Java: handle DataSetEvent and JobEvent in Transport.emit#2611 @dolfinus Adds overloads Transport.emit(OpenLineage.DatasetEvent) and Transport.emit(OpenLineage.JobEvent), reusing the implementation of Transport.emit(OpenLineage.RunEvent). Please note: Transport.emit(String) is now deprecated and will be removed in 1.16.0.
Java/Python: add GZIP compression to HttpTransport#2603#2604 @dolfinus Adds a compression option to HttpTransport config in the Java and Python clients, with gzip implementation.

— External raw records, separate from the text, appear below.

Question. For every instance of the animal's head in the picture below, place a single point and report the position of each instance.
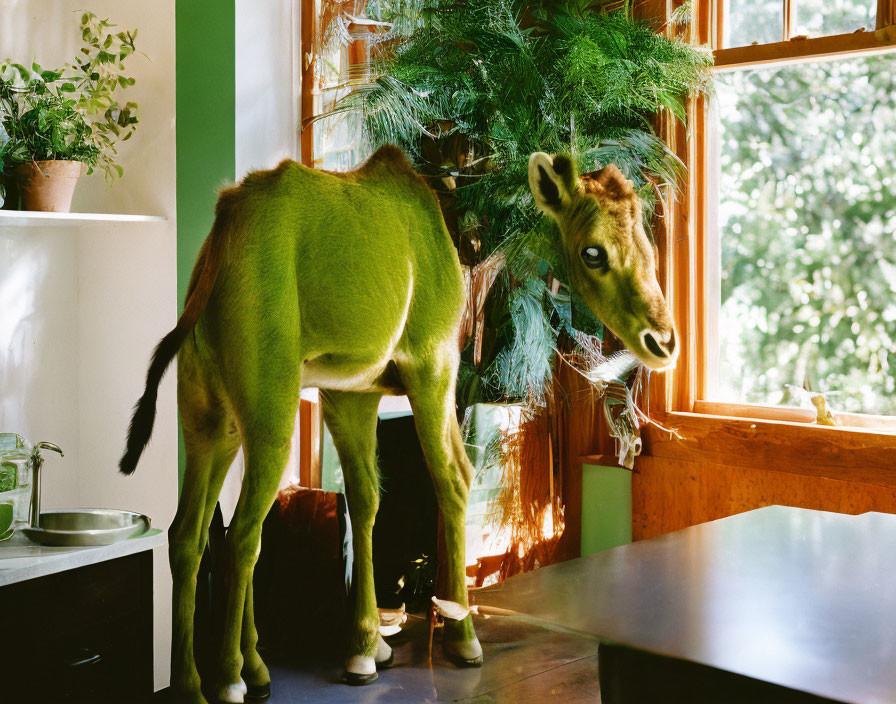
(611, 261)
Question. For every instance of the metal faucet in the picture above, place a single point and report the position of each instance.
(37, 461)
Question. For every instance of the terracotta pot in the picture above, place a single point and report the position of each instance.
(48, 186)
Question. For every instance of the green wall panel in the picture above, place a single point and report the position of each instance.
(206, 108)
(606, 508)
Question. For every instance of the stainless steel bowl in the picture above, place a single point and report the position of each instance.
(87, 526)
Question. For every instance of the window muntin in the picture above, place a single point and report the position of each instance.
(767, 21)
(752, 21)
(806, 223)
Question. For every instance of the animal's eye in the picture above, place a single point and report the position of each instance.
(595, 257)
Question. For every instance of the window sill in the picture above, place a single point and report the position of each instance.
(835, 452)
(792, 414)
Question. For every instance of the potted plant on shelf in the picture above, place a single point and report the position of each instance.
(55, 124)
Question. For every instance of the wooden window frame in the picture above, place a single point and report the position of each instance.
(745, 434)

Java/Python/Proxy: properly set Kafka message key#2571#2597#2598 @dolfinus Adds a new messageKey option to KafkaTransport config in the Python and Java clients, as well as the Proxy. This option replaces the localServerId option, which is now deprecated. Default value is generated using the run id (for RunEvent), job name (for JobEvent) or dataset name (for DatasetEvent). This value is used by the Kafka producer to distribute messages along topic partitions, instead of sending all the events to the same partition. This allows for full utilization of Kafka performance advantages.
Flink: add support for Micrometer metrics#2633 @mobuchowski
Adds a mechanism for forwarding metrics to any Micrometer-compatible implementation for Flink as has been implemented for Spark. Included: MeterRegistry, CompositeMeterRegistry, SimpleMeterRegistry, and MicrometerProvider.

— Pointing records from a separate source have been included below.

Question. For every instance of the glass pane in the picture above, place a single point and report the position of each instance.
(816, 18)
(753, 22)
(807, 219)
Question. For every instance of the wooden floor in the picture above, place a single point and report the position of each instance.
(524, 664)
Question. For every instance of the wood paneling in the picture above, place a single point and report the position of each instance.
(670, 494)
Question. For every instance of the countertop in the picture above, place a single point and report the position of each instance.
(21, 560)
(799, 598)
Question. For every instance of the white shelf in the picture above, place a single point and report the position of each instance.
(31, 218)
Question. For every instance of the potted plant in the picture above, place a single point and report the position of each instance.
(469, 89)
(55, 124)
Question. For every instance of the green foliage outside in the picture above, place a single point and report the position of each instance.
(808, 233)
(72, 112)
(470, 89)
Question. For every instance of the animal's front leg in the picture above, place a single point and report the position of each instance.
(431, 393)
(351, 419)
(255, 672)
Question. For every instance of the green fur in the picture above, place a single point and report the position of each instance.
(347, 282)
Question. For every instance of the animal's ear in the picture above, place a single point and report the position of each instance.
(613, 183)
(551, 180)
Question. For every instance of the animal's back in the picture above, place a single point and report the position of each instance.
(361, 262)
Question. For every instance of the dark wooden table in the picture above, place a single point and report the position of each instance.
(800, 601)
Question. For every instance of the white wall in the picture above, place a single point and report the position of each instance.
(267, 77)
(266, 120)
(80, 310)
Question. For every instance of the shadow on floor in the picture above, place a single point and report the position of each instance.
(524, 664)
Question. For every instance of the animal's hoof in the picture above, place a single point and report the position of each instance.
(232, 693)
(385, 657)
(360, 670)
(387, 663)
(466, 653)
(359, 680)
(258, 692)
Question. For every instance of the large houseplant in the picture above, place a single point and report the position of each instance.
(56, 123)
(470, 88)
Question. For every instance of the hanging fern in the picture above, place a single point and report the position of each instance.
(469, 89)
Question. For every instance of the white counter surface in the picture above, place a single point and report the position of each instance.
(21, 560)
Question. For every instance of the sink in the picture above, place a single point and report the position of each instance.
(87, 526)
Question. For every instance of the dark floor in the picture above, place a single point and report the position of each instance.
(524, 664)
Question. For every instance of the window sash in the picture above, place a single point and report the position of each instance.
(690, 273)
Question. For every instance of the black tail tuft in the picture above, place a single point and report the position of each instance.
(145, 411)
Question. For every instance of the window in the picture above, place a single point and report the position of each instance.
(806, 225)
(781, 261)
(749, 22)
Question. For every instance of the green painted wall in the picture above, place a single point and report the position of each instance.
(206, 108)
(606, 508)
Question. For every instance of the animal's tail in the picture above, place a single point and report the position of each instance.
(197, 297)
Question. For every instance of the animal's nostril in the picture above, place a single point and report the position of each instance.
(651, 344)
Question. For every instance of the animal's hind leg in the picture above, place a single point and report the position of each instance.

Python: generate Python facets from JSON schemas#2520 @JDarDagran Objects specified with JSON Schema needed to be manually developed and checked in Python, leading to many discrepancies, including wrong schema URLs. This adds a datamodel-code-generator for parsing JSON Schema and generating Pydantic or dataclasses classes, etc. In order to use attrs (a more modern version of dataclasses) and overcome some limitations of the tool, a number of steps have been added in order to customize code to meet OpenLineage requirements. Included: updated references to the latest base JSON Schema spec for all child facets. Please note: newly generated code creates a v2 interface that will be implemented in existing integrations in a future release. The v2 interface introduces some breaking changes: facets are put into separate modules per JSON Schema spec file, some names are changed, and several classes are now kw_only.
Spark/Flink/Java: support YAML config files together with SparkConf/FlinkConf#2583 @pawel-big-lebowski Creates a SparkOpenlineageConfig and FlinkOpenlineageConfig for a more uniform configuration experience for the user. Renames OpenLineageYaml to OpenLineageConfig and modifies the code to use only OpenLineageConfig classes. Includes a doc update to mention that both ways can be used interchangeably and final documentation will merge all values provided.
Spark: add custom token provider support#2613 @tnazarew
Adds a TokenProviderTypeIdResolver to handle both FQCN and (for backward compatibility) api_key types in spark.openlineage.transport.auth.type.
Spark/Flink: job ownership facet#2533 @pawel-big-lebowski
Enables configuration entries specifying ownership of the job that will result in an OwnershipJobFacet being attached to job facets.
Java: sync Kinesis partitionKey format with Kafka implementation#2620 @dolfinus
Changes the format of Kinesis partitionKey from {jobNamespace}:{jobName} to run:{jobNamespace}/{jobName} to match the Kafka transport implementation.
Python: make load_config return an empty dict instead of None when file empty#2596 @kacpermuda
utils.load_config() now returns an empty dict instead of None in the case of an empty file to prevent an OpenLineageClient crash.
Java: render lombok-generated methods in javadoc#2614 @dolfinus
Fixes rendering of javadoc for methods generated by lombok annotations by adding a delombok step.
Spark/Snowflake: parse NPE when query option is used and table is empty#2599 @mobuchowski Fixes NPE when using query option when reading from Snowflake.